2005年7月に40歳で逝去した橋本真也の息子、橋本大地が初めてプロレスのリングに登場したのもこの年だ。ZERO1の9・21後楽園にキックボクシングエキシビションマッチで登場。この大会は武藤、蝶野と同様、橋本の「デビュー25周年記念大会」で、このとき17歳の大地がプロレスラーとしてリングに上がるまでには1年半後の11年3月6日の両国まで待たなければならない。
主要団体のトップレスラーが大会場でリンクしていったこの年は、メジャー以外の団体でも大会場に進出する傾向が見えた。DRAGONGATEとDDTが両国国技館に初進出。闘龍門から独立した形となるドラゲーは地方興行を充実させながら都内での1万人規模大会を成功させた。DDTはメジャー団体とは異なるエンターテインメント的アプローチで濃いファンを獲得。現在、両団体とも同規模会場で定期的に興行を開催している。それだけに、2009年とはメジャー未満の団体でもビッグマッチを開催できる可能性があることを見せつけた年でもあったのだ。

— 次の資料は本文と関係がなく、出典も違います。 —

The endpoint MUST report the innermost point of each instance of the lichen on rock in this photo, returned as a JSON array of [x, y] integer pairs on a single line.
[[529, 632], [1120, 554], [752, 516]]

2005年の全日本女子、GAEA JAPAN解散以来低迷していた女子プロレスにおいても、この年、ビッグマッチを実現させる団体が現われた。さくらえみがマットでの試合からスタートさせたアイスリボンが1月に道場兼常設会場を埼玉県蕨市にオープン。アイスリボンは道場での定期戦と他団体出場で選手の知名度を業界内でアップさせ、5月にはアクシデント絡みながらもさくらがNEOの王座を獲得、8月には聖地・後楽園ホール進出を実現させた。1500人で超満員となる後楽園だが、当時の女子、しかもリングのない団体から成り上がっての実現だけに後楽園大会はビッグマッチに匹敵する価値を持っていたと言えるだろう。創設者が離れたとはいえ、そのアイスリボンもいまでは横浜文体での大会を複数回開催できるまで成長。この年、さくらは5年間「該当者なし」だった女子プロレス大賞を復活させた。2009年は規模の大小に関係なく、ファンが好きな団体を自由に選択できる時代となっていたのである。